A COLEÇÃO DO VELHO CARRASCO
A COLEÇÃO DO VELHO CARRASCO
Na vida de Edineuza tudo era fora de propósito. Tudo parasitava como unha-de-gato pregada nos muros. Tudo escorregava como pedras esverdinhadas de limbo. No amplo de si mesma um silêncio aquietava-lhe a alma.
Seus olhos eram do tipo que ninguém esquece. Olhos de névoa. Envoltos numa mendigação de amor. Era solicitação inútil. Mas um milagre sempre a espreitava. Meio às esquerdas de suas querências.
A fala. Ah, a fala! Esta era-lhe escassíssima. Parecia que a voz estrangulava-se. Por medo de estar solta. Mas estava lá . A roçar angústias. A pigarrear companhia.
De tudo isso, Edineuza dava um jeito ardente de aguentar. Mas tudo tem um começo. O que lhe foi áspero. Um meio. Que além da aspereza, preencheu de enganos sua existência. E um fim. Onde Edineuza estava prestes a adentrar. Mas ela não sabia disso.
Entrara naquele boteco como se entrasse num restaurante sofisticado. Ela nunca soube a diferença. Escolheu a mesinha de lata enferrujada, perto do banheiro. A cadeira estava meio bamba. Meio torta.
Vinha de algum canto um som. Um tanto quanto enroscado e agudo. Música sertaneja que saía quase sem música de um velho radinho de pilha.
Edineuza sentiu um olhar prendendo sua respiração. Aqueles olhos azuis penetravam nas suas grutas mais escondidas. Escancaravam suas grades. Chamavam-na para fora de um jeito nu. Desadormecidamente nu.
Sentia-se fustigada por ondas ventadas. De um mar profundamente sem fim. Passavam por ela o tempo e seus sonhos. Clamavam que voasse livre. Nem se dava conta da tempestade iminente. Nem da aproximação sorrateira do portador dos ingentes olhos azuis.
Ele sabia que ela estava só. Farejava a presa sem rumo, absorta e dispersa. Sabia que ela estava em busca do Infinito. E ele era a bonança após a tempestade.
Um velho sórdido. De olhar penetrantemente azul. Vibrando esperanças verdes. Dentro de corações desavisados do mal. Levaria consigo a bela sem futuro. A morna miserável nos devaneios mágicos. Dos contos de fadas. Daria a ela seu desejo realizado. A finitude dos seus sonhos. Poria fim ao mundo das ilusões. Ao romper do dia, o mundo de Edineuza seria sem amanhãs.
A música cessara. O som era outro, agora. Bem perto dos seus ouvidos. Quase dentro. Quente. Meio em sussurros o som agrupava-se em palavras: “Quero-te!”.
Docemente o apelo envolve Edineuza. E ela vai. Segue serena. Esperançosa. Em direção a uma vida melhor. Sua triste existência havia chegado até ali. De futuros ela não sabia. E o passado ficaria distante. De uma distância sem fronteiras.

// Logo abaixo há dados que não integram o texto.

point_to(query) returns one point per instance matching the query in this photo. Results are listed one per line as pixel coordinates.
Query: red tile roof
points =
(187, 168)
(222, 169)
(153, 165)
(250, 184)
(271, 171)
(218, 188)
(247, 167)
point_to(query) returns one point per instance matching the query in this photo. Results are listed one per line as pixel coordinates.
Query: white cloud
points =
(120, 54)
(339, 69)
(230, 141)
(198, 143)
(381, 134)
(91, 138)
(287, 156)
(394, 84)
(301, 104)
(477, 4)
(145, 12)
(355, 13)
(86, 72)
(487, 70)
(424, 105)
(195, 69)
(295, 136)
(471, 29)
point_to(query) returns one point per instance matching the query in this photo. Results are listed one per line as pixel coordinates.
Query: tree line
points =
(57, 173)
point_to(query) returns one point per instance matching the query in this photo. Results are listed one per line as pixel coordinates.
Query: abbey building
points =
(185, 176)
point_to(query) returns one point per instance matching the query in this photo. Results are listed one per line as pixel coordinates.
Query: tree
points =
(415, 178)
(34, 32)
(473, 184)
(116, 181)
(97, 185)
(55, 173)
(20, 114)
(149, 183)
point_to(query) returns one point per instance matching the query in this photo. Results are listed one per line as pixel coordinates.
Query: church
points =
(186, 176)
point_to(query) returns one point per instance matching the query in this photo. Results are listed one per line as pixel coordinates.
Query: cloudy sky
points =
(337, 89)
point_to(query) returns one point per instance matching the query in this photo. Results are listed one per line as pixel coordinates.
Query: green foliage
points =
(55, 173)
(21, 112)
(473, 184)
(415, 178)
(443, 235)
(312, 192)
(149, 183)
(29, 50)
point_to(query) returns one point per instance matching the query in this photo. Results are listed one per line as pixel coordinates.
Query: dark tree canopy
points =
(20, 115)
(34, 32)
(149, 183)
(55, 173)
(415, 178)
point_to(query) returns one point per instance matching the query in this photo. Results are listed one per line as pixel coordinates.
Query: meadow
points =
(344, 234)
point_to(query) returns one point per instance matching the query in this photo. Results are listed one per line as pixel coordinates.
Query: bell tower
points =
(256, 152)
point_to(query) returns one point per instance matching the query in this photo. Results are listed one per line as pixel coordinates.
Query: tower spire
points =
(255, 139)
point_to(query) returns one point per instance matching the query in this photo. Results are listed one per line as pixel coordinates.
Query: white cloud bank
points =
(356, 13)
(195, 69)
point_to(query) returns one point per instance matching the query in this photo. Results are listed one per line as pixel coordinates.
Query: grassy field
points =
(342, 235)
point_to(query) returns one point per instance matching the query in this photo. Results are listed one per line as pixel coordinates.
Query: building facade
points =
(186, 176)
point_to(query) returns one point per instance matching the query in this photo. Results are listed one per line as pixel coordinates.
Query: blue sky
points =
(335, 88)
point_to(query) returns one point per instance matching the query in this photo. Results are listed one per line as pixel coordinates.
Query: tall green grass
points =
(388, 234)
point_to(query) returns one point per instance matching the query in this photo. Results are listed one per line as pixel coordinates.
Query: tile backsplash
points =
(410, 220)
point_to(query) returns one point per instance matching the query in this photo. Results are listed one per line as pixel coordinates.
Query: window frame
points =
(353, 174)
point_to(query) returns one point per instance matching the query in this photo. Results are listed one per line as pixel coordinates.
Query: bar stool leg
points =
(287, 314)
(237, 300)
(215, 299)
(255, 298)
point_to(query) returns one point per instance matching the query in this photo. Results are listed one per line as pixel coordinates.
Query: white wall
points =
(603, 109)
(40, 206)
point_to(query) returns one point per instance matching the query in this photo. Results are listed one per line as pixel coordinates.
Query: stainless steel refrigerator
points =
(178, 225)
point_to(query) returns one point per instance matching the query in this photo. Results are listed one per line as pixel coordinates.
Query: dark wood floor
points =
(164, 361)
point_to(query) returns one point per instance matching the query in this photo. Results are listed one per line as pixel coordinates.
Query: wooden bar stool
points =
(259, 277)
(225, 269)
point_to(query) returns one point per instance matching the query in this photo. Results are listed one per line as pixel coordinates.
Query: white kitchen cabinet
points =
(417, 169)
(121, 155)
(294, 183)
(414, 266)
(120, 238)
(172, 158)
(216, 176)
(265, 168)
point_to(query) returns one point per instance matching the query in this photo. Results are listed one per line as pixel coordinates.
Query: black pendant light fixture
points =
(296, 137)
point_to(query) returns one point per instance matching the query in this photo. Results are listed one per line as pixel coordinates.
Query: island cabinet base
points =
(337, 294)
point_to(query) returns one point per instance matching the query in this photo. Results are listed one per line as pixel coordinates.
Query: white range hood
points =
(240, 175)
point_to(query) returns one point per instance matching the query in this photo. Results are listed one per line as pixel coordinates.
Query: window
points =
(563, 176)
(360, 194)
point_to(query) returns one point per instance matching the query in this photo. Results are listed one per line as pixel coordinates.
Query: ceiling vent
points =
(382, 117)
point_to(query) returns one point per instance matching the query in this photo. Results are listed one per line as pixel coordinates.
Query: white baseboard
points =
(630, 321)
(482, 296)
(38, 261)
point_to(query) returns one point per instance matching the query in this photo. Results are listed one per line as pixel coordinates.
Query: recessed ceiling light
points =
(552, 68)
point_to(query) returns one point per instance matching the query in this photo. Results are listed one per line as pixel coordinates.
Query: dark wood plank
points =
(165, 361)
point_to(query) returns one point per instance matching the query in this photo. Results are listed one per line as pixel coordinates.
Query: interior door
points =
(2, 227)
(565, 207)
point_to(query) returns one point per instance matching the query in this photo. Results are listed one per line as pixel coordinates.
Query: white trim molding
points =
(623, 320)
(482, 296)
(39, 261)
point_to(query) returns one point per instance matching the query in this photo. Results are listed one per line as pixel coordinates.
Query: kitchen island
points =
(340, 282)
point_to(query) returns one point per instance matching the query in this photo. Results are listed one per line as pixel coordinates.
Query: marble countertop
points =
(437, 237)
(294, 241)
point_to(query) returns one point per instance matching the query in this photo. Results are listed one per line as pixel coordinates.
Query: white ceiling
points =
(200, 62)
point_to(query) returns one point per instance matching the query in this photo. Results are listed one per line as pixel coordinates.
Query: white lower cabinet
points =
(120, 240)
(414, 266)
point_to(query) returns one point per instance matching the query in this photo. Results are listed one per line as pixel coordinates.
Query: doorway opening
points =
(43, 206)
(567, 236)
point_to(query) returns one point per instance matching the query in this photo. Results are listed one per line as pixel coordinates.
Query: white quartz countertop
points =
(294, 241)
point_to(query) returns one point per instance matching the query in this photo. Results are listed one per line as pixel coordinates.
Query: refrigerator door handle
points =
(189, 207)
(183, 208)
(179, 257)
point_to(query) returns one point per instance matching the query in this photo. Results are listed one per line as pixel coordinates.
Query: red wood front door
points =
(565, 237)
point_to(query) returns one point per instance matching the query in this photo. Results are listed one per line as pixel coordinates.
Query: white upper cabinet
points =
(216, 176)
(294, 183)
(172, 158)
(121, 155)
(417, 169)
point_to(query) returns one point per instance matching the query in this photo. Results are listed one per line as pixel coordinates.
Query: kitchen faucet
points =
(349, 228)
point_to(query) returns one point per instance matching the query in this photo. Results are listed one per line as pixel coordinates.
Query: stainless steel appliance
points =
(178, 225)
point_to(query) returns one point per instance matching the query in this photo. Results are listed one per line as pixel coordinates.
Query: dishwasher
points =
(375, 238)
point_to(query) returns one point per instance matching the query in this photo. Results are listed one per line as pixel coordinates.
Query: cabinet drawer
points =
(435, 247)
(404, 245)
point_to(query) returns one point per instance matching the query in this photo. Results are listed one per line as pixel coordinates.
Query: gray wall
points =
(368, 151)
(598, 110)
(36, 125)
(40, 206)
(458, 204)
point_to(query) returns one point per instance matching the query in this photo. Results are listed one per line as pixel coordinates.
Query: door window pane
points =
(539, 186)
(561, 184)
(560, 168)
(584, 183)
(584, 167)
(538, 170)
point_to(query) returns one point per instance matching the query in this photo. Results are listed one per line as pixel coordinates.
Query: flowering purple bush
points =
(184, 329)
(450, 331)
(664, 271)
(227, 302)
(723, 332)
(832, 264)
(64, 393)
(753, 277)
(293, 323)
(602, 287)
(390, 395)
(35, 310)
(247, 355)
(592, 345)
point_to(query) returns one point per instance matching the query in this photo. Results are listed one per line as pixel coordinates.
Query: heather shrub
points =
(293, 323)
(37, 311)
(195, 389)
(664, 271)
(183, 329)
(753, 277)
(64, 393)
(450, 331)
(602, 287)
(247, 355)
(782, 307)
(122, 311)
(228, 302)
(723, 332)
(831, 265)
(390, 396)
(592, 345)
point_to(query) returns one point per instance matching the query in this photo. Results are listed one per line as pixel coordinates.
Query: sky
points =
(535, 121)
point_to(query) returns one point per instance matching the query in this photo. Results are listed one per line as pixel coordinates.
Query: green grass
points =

Por alguns instantes Edineuza percebe a diferença mortal entre a tarde e o crepúsculo. Passou ao largo de si mesma. Nem se deu conta de onde estava. Seu coração pulsava sem saber se dentro ou fora.
Atendera ao apelo libidinoso e azul do velho indígno. Via-se manchada em seu límpido desejo. E suja em sua cristalina ingenuidade.
Ela que buscava a verdade do mundo. Estava no desaviso. Quase à beira da omissão.
Seria a mentira escrachada? Seria obra desinvestigada da criação? Quem era ela ali à mercê de um destino? Seria ela meia-obra de arte do Criador? Onde estava Ele que não viera terminar sua criatura?
Tudo era dissolvente em volta de Edineuza. A vileza do velho insano a remetera ao vácuo. Fora delegada à condição de corpo. Um corpo vilipendiado. Ultrajado. E ela ainda sentia. Porém, não estava mais ali. Era um peixe? Um cão? Um pássaro?
Apenas mais uma na coleção dos extermínios do velho carrasco.
Sem princípio. Nua e esquecida. Deslembrada, chegara ao fim. Mais nada.